Crossing the be-trenched Alameda in Pontevedra this morning, I had to give way to a young woman whose shoes had the highest heels and the pointiest toes I’ve ever seen. Below the slinkiest-possible dress. And she was even carrying what my mother used to call an ‘evening bag’. Since it was only 10.40 in the morning, her elegant sexiness struck me as rather incongruous. But, as she was heading for the headquarters of the Provincial government, I guessed she was going - possibly a tad over-dressed - for a job interview. However, when I later read the El País article and realised that the compulsory civil-servant coffee break had been imminent, I began to wonder. I’ve heard rumours that salaries are not being paid by the cash-strapped councils. Can they really be making payments in kind?

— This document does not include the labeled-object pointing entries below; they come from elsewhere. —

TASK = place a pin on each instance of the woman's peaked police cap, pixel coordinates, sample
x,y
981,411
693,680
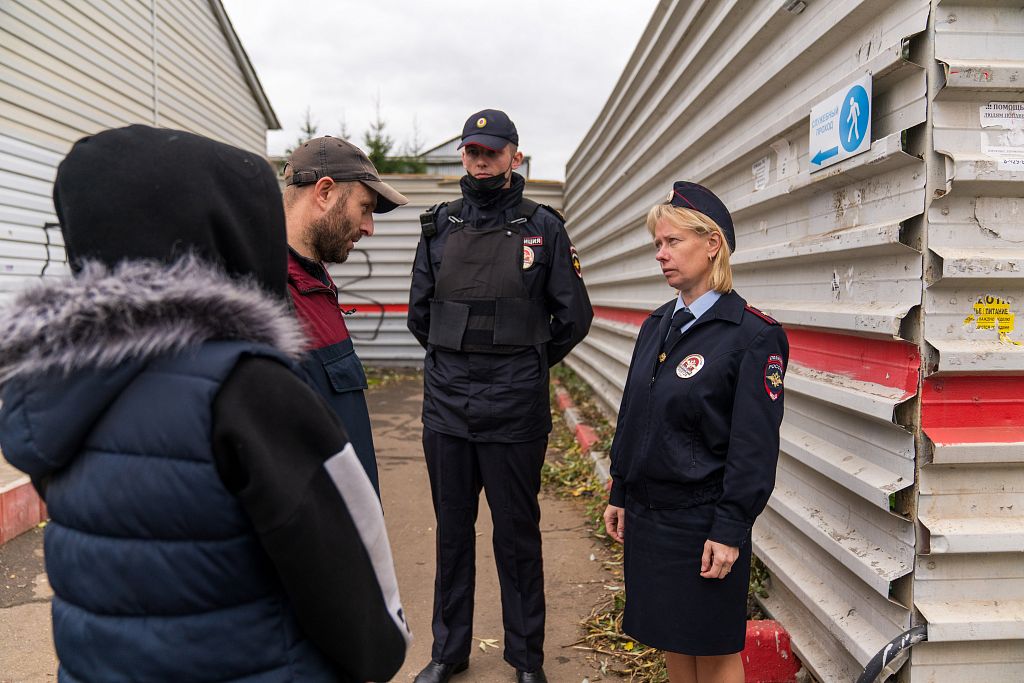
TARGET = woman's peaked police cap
x,y
697,198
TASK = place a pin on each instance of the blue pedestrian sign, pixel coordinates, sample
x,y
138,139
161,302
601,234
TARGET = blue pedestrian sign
x,y
841,126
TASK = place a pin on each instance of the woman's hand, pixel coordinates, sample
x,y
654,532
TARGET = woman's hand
x,y
614,522
717,559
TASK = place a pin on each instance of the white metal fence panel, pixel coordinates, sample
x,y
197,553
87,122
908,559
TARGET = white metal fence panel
x,y
72,69
970,570
873,264
375,281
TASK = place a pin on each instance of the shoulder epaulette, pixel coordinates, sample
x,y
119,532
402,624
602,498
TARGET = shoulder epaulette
x,y
558,214
764,316
428,223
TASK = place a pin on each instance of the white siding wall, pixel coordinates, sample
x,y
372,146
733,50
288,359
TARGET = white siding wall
x,y
69,69
840,257
377,275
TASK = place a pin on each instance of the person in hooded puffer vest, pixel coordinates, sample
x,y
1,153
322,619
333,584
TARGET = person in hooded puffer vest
x,y
209,520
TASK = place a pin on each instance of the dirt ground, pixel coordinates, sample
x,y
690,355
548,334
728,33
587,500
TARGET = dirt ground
x,y
573,582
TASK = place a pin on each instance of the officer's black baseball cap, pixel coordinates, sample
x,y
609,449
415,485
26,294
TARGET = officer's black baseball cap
x,y
691,196
491,128
340,160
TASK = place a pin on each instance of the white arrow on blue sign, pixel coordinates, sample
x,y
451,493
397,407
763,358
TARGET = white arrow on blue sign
x,y
841,125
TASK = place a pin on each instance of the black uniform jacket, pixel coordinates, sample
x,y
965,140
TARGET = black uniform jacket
x,y
705,420
500,397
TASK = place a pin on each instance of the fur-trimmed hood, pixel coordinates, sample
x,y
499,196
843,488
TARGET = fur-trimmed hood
x,y
140,309
70,347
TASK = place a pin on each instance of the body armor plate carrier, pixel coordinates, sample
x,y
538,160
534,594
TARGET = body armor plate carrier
x,y
481,303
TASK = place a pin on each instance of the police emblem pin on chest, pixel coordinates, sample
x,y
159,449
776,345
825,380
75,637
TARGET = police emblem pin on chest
x,y
689,366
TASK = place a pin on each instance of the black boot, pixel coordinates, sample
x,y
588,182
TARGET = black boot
x,y
438,672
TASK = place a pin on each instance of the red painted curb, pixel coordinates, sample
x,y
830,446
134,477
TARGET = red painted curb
x,y
20,509
586,437
563,399
768,654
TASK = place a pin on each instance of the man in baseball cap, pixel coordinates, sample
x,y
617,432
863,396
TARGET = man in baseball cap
x,y
332,190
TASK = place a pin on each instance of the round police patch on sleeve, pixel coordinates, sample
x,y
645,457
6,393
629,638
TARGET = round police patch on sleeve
x,y
774,371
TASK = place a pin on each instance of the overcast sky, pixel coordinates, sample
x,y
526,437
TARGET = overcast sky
x,y
551,65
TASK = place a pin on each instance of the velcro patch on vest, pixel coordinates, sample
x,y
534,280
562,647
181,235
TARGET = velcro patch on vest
x,y
527,257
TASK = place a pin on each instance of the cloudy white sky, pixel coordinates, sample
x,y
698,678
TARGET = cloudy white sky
x,y
551,65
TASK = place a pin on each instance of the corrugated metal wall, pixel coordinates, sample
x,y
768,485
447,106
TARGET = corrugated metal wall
x,y
71,69
872,264
376,278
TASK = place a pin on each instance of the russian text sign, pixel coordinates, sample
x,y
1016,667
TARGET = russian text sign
x,y
841,126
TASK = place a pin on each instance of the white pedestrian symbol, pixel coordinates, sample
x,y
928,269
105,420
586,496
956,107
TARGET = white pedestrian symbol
x,y
853,120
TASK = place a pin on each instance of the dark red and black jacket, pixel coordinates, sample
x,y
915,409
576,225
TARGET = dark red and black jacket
x,y
332,364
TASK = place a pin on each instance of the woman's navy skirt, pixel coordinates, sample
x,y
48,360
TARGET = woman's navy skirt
x,y
668,604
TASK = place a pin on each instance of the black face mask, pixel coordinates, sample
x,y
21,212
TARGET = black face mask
x,y
485,186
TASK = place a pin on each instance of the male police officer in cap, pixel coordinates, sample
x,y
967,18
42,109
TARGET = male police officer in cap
x,y
497,298
332,191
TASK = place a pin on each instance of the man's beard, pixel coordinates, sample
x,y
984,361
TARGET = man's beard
x,y
330,235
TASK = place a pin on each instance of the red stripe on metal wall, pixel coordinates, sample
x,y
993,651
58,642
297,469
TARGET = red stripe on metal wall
x,y
889,363
628,315
892,364
973,410
364,307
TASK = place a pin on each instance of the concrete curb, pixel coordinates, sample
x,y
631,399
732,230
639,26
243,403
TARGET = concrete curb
x,y
767,651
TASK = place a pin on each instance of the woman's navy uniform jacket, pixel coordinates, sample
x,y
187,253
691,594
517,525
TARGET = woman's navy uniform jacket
x,y
707,418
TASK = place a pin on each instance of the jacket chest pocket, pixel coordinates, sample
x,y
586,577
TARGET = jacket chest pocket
x,y
341,367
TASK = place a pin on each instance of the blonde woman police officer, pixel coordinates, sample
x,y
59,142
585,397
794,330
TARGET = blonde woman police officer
x,y
695,447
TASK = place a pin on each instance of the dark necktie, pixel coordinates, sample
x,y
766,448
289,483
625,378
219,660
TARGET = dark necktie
x,y
679,318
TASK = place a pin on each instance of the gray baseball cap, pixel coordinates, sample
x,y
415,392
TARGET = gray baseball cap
x,y
339,160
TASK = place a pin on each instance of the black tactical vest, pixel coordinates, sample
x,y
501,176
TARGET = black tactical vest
x,y
480,301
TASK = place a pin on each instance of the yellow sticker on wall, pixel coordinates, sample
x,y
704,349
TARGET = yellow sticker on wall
x,y
993,313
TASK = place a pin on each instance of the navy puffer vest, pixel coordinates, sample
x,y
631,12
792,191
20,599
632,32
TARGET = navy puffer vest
x,y
157,572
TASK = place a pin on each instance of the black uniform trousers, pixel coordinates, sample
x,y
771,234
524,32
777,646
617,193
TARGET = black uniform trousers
x,y
510,475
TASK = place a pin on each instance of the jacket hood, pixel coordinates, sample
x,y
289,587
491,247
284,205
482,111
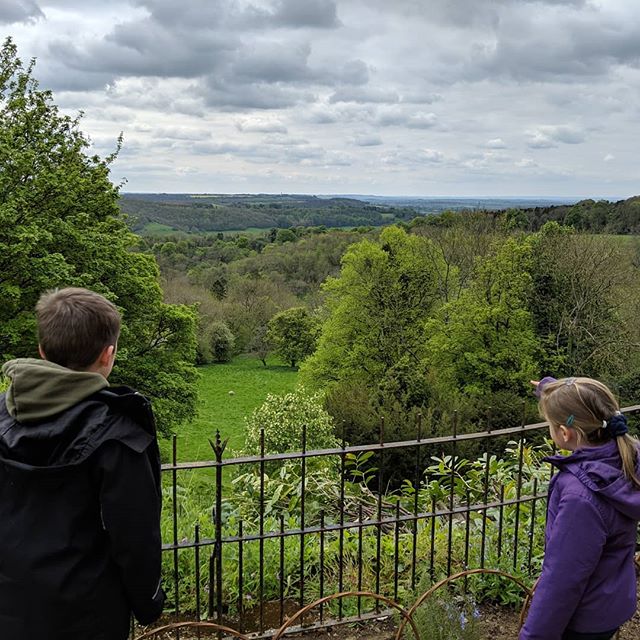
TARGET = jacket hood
x,y
600,470
40,389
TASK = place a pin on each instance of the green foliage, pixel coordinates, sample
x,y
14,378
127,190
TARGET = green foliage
x,y
60,226
293,334
227,393
283,418
473,481
447,616
484,341
198,214
375,309
221,341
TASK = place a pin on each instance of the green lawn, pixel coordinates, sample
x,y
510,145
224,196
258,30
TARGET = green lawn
x,y
250,382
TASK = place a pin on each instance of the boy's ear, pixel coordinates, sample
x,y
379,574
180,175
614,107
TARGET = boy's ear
x,y
106,355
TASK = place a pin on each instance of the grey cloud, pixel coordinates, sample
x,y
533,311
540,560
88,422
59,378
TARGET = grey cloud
x,y
222,148
274,62
220,93
546,136
321,116
260,125
556,46
364,95
150,50
307,13
367,140
495,143
422,121
180,133
285,141
401,117
12,11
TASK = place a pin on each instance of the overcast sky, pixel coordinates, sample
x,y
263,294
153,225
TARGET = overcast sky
x,y
390,97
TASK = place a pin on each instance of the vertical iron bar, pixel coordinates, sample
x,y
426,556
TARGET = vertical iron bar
x,y
261,534
396,544
416,486
341,520
454,451
321,564
516,528
241,575
212,584
534,502
281,594
379,514
196,553
487,453
432,551
303,472
500,521
360,533
467,534
174,480
218,449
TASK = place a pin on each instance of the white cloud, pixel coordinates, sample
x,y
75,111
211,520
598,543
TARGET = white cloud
x,y
496,143
473,96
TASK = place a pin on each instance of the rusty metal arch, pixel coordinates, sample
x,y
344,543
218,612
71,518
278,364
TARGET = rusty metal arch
x,y
449,579
365,594
193,625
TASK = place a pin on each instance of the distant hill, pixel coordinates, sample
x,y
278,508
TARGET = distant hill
x,y
196,213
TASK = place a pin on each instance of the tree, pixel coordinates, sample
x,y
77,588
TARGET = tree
x,y
293,332
221,342
587,308
484,341
376,309
60,225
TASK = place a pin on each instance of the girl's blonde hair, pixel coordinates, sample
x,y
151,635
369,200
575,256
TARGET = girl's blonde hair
x,y
587,405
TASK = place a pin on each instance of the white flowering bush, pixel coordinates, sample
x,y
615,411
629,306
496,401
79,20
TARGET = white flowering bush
x,y
283,417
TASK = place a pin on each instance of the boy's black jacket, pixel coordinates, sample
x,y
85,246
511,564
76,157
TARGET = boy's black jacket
x,y
80,538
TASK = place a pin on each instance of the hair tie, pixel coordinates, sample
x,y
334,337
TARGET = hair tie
x,y
617,425
542,383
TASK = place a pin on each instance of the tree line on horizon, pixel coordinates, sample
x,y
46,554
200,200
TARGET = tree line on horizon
x,y
442,315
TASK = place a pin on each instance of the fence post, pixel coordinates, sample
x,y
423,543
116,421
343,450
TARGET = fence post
x,y
218,449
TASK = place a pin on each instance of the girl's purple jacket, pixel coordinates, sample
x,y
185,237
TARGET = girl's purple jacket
x,y
588,581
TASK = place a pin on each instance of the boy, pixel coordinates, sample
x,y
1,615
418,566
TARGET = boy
x,y
80,491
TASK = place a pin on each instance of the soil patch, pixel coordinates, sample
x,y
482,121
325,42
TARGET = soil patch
x,y
496,623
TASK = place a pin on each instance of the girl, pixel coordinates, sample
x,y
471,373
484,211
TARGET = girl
x,y
588,584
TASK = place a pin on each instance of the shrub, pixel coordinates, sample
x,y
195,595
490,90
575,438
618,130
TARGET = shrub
x,y
283,417
221,340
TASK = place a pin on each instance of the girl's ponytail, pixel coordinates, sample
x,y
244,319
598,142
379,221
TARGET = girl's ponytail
x,y
589,407
628,448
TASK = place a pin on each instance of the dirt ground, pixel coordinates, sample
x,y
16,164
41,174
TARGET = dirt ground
x,y
497,623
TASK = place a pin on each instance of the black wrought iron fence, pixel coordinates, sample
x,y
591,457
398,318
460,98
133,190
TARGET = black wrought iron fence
x,y
251,540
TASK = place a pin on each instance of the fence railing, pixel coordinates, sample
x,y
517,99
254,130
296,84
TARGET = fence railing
x,y
249,541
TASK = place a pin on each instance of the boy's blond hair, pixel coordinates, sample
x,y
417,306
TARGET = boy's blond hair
x,y
75,325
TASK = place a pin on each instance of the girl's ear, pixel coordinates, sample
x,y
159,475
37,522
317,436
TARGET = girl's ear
x,y
569,436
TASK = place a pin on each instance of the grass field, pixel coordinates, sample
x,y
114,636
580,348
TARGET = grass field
x,y
250,382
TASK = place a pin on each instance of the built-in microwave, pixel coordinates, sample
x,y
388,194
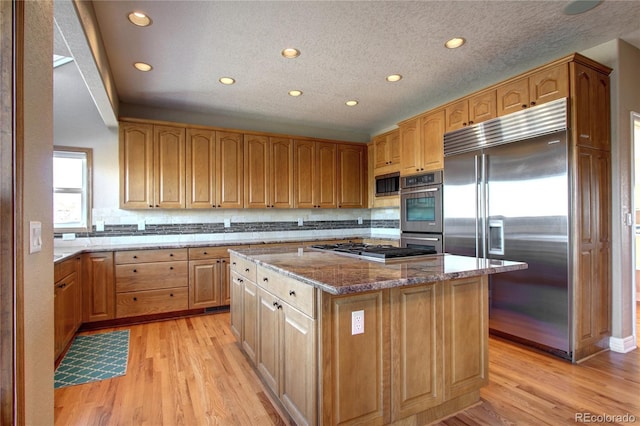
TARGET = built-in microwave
x,y
388,184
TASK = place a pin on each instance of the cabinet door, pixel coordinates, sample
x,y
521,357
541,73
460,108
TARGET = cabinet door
x,y
351,176
204,283
136,166
200,169
457,115
257,179
304,159
250,324
548,85
482,107
466,334
410,148
268,359
592,284
416,349
98,287
513,96
590,107
299,361
325,186
380,146
229,170
169,165
432,129
236,311
281,160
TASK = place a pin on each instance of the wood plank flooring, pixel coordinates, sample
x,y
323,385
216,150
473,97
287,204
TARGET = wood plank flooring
x,y
190,372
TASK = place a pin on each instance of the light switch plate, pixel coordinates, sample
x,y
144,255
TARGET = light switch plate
x,y
35,237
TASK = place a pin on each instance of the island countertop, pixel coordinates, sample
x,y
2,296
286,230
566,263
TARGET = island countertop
x,y
338,274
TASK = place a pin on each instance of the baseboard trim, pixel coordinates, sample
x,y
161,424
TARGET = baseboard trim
x,y
622,344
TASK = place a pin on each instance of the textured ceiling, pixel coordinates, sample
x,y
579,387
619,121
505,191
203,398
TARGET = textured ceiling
x,y
347,50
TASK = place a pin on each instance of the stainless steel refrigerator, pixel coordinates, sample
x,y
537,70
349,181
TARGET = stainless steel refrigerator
x,y
506,196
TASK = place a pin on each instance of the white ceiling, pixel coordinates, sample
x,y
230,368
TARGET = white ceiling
x,y
347,50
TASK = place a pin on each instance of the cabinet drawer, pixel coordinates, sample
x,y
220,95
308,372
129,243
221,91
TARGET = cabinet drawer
x,y
150,276
297,294
202,253
244,267
151,302
144,256
62,269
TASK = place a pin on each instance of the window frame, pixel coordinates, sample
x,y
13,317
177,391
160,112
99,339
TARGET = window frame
x,y
88,191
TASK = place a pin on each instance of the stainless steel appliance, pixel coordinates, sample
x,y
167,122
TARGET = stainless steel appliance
x,y
506,196
421,203
388,184
380,253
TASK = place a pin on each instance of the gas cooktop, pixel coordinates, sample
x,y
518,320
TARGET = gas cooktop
x,y
380,253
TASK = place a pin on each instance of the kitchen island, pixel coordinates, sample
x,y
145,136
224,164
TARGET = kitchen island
x,y
342,340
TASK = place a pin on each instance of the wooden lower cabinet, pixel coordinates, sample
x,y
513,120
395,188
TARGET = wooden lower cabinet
x,y
67,303
98,287
423,354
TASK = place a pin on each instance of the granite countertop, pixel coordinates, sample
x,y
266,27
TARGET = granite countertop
x,y
63,253
338,274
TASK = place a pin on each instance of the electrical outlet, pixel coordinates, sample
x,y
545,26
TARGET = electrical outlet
x,y
357,322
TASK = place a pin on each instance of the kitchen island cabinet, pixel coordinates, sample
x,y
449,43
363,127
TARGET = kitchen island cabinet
x,y
422,352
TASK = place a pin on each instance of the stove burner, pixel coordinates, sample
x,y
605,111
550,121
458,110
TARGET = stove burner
x,y
378,252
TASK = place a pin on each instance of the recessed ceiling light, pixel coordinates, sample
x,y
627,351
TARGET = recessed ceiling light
x,y
454,43
139,19
142,66
227,80
290,53
577,7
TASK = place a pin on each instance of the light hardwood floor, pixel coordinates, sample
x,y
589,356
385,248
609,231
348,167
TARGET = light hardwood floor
x,y
190,372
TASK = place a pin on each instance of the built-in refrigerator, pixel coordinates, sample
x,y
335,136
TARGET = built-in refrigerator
x,y
506,196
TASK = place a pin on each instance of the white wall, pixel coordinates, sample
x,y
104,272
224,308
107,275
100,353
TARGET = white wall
x,y
37,268
625,97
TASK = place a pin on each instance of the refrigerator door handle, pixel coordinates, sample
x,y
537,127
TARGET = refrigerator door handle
x,y
496,237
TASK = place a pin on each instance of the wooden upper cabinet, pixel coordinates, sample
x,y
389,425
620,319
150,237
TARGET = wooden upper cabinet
x,y
386,155
229,170
281,160
325,175
315,174
169,166
432,133
352,176
201,169
457,115
591,107
257,176
421,143
482,107
410,147
542,86
136,165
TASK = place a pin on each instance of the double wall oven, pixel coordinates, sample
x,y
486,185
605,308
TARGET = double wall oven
x,y
421,211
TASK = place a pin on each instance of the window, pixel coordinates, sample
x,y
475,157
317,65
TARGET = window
x,y
71,189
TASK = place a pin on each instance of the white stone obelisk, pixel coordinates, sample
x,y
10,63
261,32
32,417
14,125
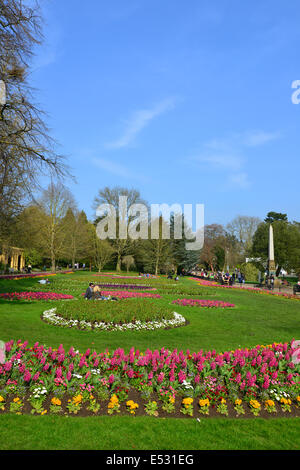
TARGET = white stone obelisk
x,y
271,260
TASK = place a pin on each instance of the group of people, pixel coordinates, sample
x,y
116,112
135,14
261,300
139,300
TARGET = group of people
x,y
93,292
221,276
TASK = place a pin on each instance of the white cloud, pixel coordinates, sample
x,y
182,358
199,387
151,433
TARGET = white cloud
x,y
139,120
228,154
223,160
116,169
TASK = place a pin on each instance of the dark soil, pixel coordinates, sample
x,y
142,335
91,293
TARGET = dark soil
x,y
140,411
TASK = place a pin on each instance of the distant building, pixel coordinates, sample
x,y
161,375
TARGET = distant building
x,y
13,258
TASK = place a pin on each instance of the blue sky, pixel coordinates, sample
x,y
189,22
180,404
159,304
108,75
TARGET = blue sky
x,y
187,101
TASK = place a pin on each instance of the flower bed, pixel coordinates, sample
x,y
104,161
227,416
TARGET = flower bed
x,y
261,381
107,314
50,316
127,286
35,296
123,294
256,290
202,303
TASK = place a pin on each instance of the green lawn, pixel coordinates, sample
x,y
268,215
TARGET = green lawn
x,y
256,319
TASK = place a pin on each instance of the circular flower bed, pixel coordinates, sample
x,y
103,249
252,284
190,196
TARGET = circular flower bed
x,y
123,294
108,315
35,296
50,316
202,303
127,286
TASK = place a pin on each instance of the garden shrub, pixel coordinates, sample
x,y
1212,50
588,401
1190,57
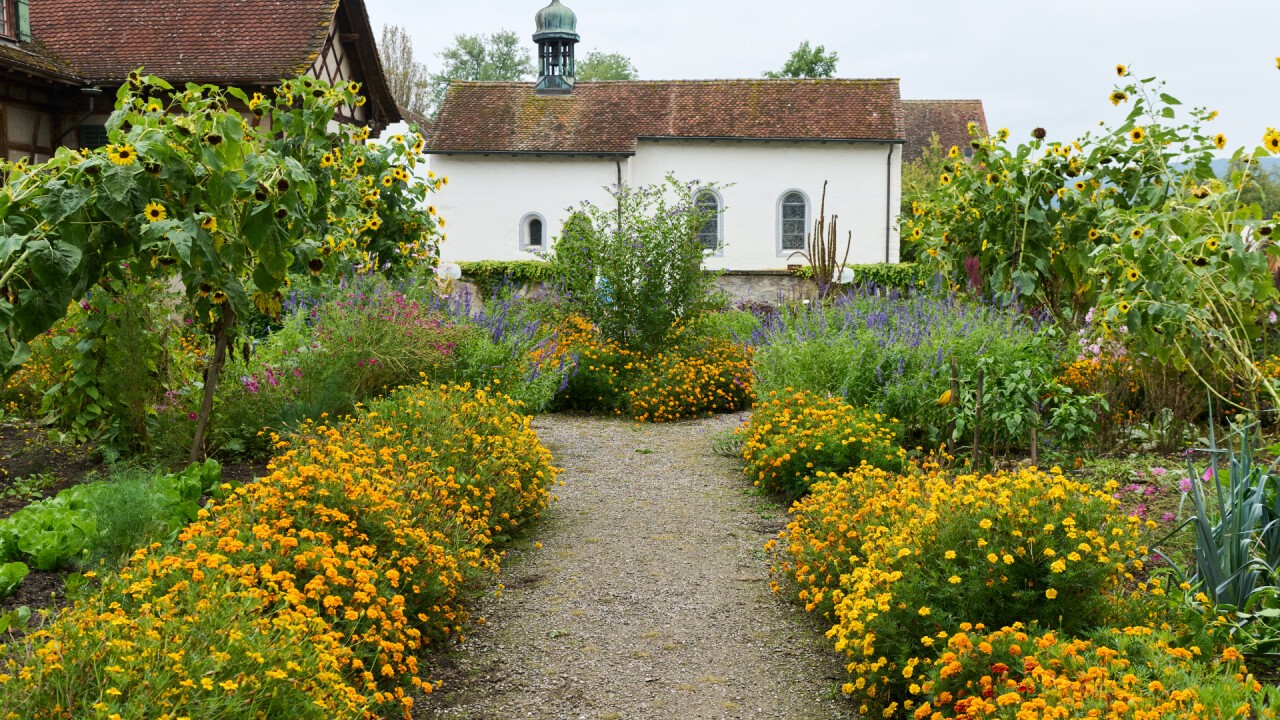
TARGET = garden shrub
x,y
1138,671
790,440
635,268
892,354
696,376
891,560
489,276
312,593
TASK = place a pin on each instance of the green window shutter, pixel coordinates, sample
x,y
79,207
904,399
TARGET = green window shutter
x,y
24,21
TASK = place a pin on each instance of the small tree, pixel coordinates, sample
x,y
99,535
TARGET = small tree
x,y
606,65
498,58
407,78
636,269
808,62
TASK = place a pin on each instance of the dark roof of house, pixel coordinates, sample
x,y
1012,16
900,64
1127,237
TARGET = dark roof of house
x,y
612,117
36,59
216,41
947,118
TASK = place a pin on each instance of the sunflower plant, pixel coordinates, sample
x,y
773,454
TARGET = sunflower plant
x,y
1132,220
220,191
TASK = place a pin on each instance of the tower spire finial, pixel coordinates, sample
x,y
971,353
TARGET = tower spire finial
x,y
556,37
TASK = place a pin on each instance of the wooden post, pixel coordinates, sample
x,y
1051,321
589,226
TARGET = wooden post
x,y
955,404
215,367
977,424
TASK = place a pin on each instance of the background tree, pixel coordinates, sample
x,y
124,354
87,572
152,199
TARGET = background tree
x,y
606,65
1261,186
496,58
808,62
408,80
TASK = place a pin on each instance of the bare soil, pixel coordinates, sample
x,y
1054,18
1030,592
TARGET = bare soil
x,y
648,600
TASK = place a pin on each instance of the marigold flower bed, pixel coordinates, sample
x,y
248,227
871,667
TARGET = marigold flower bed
x,y
897,561
695,377
790,440
312,593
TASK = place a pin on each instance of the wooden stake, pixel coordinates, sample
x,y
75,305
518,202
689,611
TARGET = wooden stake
x,y
977,424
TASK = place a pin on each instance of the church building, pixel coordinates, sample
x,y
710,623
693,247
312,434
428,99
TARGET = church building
x,y
520,155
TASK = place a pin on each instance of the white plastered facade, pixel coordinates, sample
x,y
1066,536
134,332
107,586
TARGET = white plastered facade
x,y
490,196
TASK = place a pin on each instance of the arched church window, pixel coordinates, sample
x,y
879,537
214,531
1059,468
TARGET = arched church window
x,y
711,233
792,222
533,233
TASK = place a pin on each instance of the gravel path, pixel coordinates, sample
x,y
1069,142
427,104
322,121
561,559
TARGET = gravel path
x,y
649,600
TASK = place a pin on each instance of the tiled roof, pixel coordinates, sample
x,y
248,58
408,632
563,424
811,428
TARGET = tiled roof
x,y
949,118
219,41
35,58
611,117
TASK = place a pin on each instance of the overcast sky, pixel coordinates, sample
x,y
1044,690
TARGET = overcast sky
x,y
1032,62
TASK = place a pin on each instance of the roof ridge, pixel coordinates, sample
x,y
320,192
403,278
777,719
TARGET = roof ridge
x,y
708,81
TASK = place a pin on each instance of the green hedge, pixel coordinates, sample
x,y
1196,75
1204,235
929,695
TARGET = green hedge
x,y
901,276
489,274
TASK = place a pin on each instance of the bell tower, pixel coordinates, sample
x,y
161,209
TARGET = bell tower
x,y
556,37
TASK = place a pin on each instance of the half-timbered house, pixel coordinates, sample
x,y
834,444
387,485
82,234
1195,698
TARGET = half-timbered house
x,y
63,60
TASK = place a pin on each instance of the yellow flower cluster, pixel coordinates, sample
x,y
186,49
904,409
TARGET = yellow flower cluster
x,y
1016,674
695,377
896,561
791,438
312,593
712,376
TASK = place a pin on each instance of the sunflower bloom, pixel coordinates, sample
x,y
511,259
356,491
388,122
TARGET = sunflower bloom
x,y
122,154
1271,140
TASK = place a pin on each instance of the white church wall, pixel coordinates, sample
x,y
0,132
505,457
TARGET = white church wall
x,y
489,196
759,173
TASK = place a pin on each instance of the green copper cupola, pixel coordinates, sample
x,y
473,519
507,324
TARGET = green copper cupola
x,y
556,37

Anyway, next weekend both the Alameda and the entire old quarter of Pontevedra will be given over to our last fiesta of the summer – the Feira Franca. Or Medieval Fair. If you pay us a visit, you’d be forgiven for thinking this event is decades, if not centuries, old. But, in truth, it was initiated only 9 years ago, to become what is now one of the year’s pre-eminent ways to have fun without chucking any goats or donkeys off church steeples. Well worth a visit if you’re anywhere near. Even if you’re a nervous quadruped. After this, you’ll have to wait until the end of October, for the Seafood Festival in O Grove. When the sun may shine or the rain may pour. But the percebes will still taste like salty rubber. And cost you a prince’s ransom.

Finally . . . The Voz de Galicia yesterday took up the theme of the region’s three under-performing airports and asked why they’d all been outstripped by Oporto’s in the last 5 years of so. Then it answered its own question with this list of six gaping deficiencies:-
1. Long term planning
2. Stable management with shared objectives, undiluted by political/localist in-fighting
3. A commercial outlook
4. An international vision
5. Concentration on low-cost flights, and
6. Effective marketing to the target clientele.

Well, quite. And, if this sort of rank failure is a national rather than just a regional feature, then it does leave one worrying about how Spain will drag itself up by its bootstraps once her deep recession is finally over. In more than a year’s time. And in a much-changed and ever-more competitive world. Worse to come before then, though.